Florida spends about $160 million on mosquito control, and mosquitoes in the state are a fact of life. The fine arts major knows it.
“I brave the mosquitoes to go outside,” Horn said.
Just north of St Augustine in Duval County, 11 people have been infected with West Nile Virus. But that hasn’t stopped Horn, originally from Fort Myers, from enjoying the outdoors. So is West Nile Virus, contracted by humans and animals every year, really a cause for panic?
The Local Picture
Out of the 11 confirmed cases of West Nile Virus in Duval County, two of the most recent cases were screened for West Nile Virus when trying to donate blood and confirmed infected.
Last month, a 64-year-old Westside women infected with West Nile Virus died, though she did have preexisting health conditions.
“Most people recover but those who are most at risk for developing difficulties are those who are older and those who already have chronic diseases that weaken the immune system,” Judy Angyalfy, a nurse at Flagler College, said.
There have been no reported cases in St Johns County of West Nile Virus or other mosquito-borne illnesses, but Anastasia Mosquito Control has increased fogging. “We’re trying to knock down the population low,” Rui-De Xue, the director of Anastasia Mosquito Control, said.
But with the rainy season continuing in September, mosquitoes will still be a strong presence. “It looks we will have more rain and mosquitoes in September and October.
The population of salt marsh mosquitoes has also been increasing in the Ponte Vedra Beach area. Salt marsh mosquito population depends on tide regularity and Guana lake river water discharge,”Xue said. “Sometimes, the water discharge increases or decreases the breeding sites for salt water mosquitoes.”
The National Picture
Florida has the fourth most confirmed cases of West Nile Virus in 2011, all from Duval County, according to the most recent data from the Center of Disease Control.
Arizona has the most with 16 positive test results, followed by Mississippi with 15 and California with 12 positive test results. 20 states in 2011 have had positive tests so far.

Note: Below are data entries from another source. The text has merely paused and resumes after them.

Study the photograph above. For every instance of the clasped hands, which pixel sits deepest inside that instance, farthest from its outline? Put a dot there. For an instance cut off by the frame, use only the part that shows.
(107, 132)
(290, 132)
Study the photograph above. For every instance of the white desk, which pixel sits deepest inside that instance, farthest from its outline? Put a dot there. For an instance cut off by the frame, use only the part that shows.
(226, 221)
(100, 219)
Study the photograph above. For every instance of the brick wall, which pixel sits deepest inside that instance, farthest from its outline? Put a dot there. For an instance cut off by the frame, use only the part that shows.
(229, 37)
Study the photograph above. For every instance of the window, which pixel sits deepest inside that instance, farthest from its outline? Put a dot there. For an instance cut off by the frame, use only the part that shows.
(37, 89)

Nationwide, only three cases have been fatal occurring in Florida, Mississippi and Texas. Last year there were 1,021 total cases with 57 being fatal. A total of 12 cases were reported in Florida.

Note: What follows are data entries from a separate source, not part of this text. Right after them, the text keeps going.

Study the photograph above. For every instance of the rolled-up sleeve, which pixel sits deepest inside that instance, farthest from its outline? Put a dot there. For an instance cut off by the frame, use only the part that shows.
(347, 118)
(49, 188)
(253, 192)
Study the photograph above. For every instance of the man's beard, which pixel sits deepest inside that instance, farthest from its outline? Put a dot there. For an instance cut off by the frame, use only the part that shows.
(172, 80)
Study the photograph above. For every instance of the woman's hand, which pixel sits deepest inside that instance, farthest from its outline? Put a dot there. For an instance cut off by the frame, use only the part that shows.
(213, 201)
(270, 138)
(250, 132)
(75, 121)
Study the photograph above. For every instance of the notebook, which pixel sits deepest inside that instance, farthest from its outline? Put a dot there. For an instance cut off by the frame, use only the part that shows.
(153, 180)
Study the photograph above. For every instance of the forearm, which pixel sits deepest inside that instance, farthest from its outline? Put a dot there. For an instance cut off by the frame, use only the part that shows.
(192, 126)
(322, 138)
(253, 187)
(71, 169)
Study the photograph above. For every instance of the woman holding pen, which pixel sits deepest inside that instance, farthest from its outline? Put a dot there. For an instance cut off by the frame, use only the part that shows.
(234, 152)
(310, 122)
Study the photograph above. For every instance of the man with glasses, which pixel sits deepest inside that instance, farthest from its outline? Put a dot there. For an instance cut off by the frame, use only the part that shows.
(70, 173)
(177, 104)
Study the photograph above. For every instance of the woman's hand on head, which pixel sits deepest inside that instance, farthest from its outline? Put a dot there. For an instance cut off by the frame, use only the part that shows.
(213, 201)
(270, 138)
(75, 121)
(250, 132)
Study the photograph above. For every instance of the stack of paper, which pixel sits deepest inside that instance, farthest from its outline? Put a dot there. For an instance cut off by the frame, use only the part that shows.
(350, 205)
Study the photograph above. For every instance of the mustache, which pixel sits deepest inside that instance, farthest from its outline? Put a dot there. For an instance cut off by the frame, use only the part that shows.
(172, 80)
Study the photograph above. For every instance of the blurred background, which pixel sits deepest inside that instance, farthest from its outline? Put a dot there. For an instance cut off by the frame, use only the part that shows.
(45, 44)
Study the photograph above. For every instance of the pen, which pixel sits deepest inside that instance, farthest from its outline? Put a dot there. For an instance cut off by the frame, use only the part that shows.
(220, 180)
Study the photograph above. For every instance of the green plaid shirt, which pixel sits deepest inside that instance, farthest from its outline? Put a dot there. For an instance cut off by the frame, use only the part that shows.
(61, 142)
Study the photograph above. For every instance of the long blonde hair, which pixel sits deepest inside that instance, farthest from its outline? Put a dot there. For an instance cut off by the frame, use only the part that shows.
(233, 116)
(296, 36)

This data reflects the local jurisdiction of residence and not necessarily the locale where the infection was acquired.
West Nile Virus
First identified in 1937 in Uganda and first discovered in the United States in the summer of 1999 in New York, West Nile Virus is passed from the bite of a mosquito. Mosquitoes become infected when they feed on infected birds.
There is no vaccine for West Nile Virus. Mosquitoes carry the highest amounts of the virus in the early fall, which is why the rate of the disease increases in late August to early September and decreases when the weather becomes colder as mosquitoes die off.
About 1 in 150 people infected with WNV will develop severe illness with symptoms including high fever, neck stiffness, disorientation, convulsions, muscle weakness, vision loss, and numbness among others.
“Drain and Cover” is one way to remember how to prevent mosquito bites and growth. Eliminate standing water such as puddles in boats or the trays under potted plants where mosquitoes can lay eggs.
Wear long sleeves and pants when weather permits to protect against bites as well as wearing mosquito spray. The time from dusk to dawn are peak biting times for mosquitoes so try and stay inside at those times.
Reporting dead birds to local authorities can also help authorities determine if there is West Nile Virus being spread between birds and mosquitoes. Over 130 species of birds are known to have been infected with West Nile virus, though not all infected birds will die.